Une des banques met ensuite en œuvre le cautionnement du dirigeant ; lequel oppose alors les dispositions de l’article 2314 du Code Civil :

« La caution est déchargée, lorsque la subrogation aux droits, hypothèques et privilèges du créancier, ne peut plus, par le fait de ce créancier, s'opérer en faveur de la caution. Toute clause contraire est réputée non écrite. »

La caution (qui en tant que dirigeant avait pourtant participé à la cession des stocks) opposait à la banque cette « perte de subrogation » car l’établissement avait accepté, avec les autres banques, une cession pour un prix dérisoire.

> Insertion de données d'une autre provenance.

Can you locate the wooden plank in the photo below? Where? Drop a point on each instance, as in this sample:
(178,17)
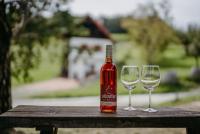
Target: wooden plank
(84,117)
(193,130)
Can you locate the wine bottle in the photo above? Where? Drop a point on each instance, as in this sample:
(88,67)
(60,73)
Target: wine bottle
(108,84)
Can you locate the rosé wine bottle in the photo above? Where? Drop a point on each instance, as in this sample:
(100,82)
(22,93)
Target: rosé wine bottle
(108,84)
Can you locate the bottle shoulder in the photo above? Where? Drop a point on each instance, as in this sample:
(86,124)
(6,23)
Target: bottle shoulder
(109,66)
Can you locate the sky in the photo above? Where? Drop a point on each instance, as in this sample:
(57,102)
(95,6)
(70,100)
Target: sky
(184,12)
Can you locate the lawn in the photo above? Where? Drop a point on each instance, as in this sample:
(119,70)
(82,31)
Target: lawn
(126,53)
(49,66)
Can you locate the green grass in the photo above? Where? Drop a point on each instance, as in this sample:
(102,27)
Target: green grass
(126,53)
(49,66)
(93,89)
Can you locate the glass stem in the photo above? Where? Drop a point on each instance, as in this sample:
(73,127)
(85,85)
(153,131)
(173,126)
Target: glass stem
(129,104)
(149,98)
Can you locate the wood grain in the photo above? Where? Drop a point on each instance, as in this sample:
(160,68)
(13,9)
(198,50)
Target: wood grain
(90,117)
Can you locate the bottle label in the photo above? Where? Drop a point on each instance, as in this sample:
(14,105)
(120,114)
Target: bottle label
(108,97)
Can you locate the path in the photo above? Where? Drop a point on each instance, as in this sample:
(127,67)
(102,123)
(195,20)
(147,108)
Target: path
(138,100)
(44,86)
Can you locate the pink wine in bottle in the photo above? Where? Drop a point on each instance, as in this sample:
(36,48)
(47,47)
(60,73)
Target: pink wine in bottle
(108,84)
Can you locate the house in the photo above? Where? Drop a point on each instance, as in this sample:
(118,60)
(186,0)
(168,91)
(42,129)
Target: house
(87,53)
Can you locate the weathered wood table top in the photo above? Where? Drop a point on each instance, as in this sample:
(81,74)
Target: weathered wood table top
(90,117)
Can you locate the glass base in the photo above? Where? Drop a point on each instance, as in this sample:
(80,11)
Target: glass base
(150,110)
(129,109)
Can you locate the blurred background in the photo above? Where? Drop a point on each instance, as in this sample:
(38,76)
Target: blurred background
(57,49)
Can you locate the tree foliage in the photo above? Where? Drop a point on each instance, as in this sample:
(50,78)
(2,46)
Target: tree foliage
(150,30)
(34,34)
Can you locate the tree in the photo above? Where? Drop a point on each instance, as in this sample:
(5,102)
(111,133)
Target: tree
(193,34)
(22,26)
(184,39)
(147,28)
(114,24)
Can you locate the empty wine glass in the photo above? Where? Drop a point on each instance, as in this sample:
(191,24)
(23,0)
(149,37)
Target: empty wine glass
(150,79)
(129,79)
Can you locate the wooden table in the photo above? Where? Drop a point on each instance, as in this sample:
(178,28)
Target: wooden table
(47,118)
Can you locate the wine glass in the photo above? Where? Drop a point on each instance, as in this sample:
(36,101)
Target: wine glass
(150,79)
(129,79)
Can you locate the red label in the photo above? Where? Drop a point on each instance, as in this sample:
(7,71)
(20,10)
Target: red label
(108,96)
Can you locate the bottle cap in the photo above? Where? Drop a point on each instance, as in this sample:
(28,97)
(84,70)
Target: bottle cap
(109,51)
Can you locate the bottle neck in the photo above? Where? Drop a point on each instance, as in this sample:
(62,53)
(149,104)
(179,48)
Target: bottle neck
(108,54)
(108,60)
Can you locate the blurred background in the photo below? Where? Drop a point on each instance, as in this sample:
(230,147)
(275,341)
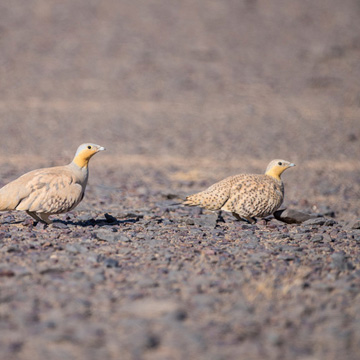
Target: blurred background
(184,93)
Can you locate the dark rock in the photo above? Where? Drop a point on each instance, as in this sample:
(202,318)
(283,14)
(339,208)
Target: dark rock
(320,222)
(110,236)
(111,263)
(291,216)
(109,218)
(152,341)
(355,224)
(85,217)
(75,248)
(59,225)
(317,238)
(339,261)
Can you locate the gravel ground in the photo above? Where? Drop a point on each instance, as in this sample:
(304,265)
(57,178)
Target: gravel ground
(182,94)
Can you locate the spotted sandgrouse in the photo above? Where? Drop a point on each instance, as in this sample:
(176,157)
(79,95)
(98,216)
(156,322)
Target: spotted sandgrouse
(246,196)
(48,191)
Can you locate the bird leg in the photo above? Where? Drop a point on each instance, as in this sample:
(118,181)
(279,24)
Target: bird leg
(248,219)
(43,218)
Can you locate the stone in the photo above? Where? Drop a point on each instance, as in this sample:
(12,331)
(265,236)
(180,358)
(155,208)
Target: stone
(291,216)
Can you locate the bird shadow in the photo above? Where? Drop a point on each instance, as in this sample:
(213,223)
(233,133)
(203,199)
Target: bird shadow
(109,220)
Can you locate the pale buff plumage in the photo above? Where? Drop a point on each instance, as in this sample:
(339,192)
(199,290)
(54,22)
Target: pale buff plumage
(246,196)
(48,191)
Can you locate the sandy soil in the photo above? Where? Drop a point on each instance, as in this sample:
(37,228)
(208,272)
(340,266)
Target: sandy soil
(182,94)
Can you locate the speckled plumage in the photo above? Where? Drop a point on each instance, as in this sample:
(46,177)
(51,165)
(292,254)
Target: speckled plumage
(246,196)
(48,191)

Assez classiquement, la Cour d’Appel décide que :

« en acceptant avec les autres établissements bancaires l'offre du repreneur de réduction de la valeur du stock gagé, dans le cadre d'un accord dérogatoire autorisé par les dispositions de l'article L.642-12 du code du commerce, et à qui il n'est pas reproché d'avoir abusé de son droit de consentir à une telle dérogation, n'a pas commis de faute propre à engager sa responsabilité sur le fondement de l'article 1382 du code civil devenu l'article 1240 ; »

 

Cependant la Cour de Cassation dans son arrêt du 5 février dernier a pris manifestement une position différente :

« Qu'en se déterminant ainsi, sans rechercher, comme elle y était invitée, si, en acceptant l'offre du cessionnaire de reprise du stock gagé pour une valeur prétendument dérisoire, tout en se sachant par ailleurs garantie par le cautionnement litigieux, la banque n'avait pas empêché la subrogation de la caution dans des droits qui pouvaient lui profiter, et donc commis une faute de nature à engager sa responsabilité civile, la cour d'appel n'a pas donné de base légale à sa décision »

 

Bien entendu, l’appréciation du caractère éventuellement dérisoire et de la faute appartiendra à la Cour de Renvoi.

 

Néanmoins, la Cour de Cassation ouvre en grand la contestation des cautionnements à raison de situations où les établissements bancaires n’ont, la plupart du temps, que très peu d’option.

 

Ainsi : Que peut faire une banque dans la situation (fréquente) où il n’y a qu’un seul réel candidat à la reprise, lequel soumet son offre à un accord dérogatoire dans des conditions drastiques ? La banque doit-elle refuser l’accord du fait de sa garantie et condamner l’Entreprise à la liquidation judiciaire et donc la fermeture avec licenciements ?

 

Il est manifeste que :

- soit cette jurisprudence va évoluer dans son principe

- soit l’appréciation de la faute par les juridictions du fond limitera l’application de cette défense aux cas véritables d’abus (notamment ceux où les banques disposeraient de plusieurs solutions totalement équivalentes pour elles et auraient choisi celle défavorable au garant).

 

En l’attente, il doit être recommandé de conserver le plus possible d’informations et pièces, sur le contexte de ces propositions d’accords dérogatoires pour justifier ultérieurement de ces éléments dans le cadre des contestations des garants.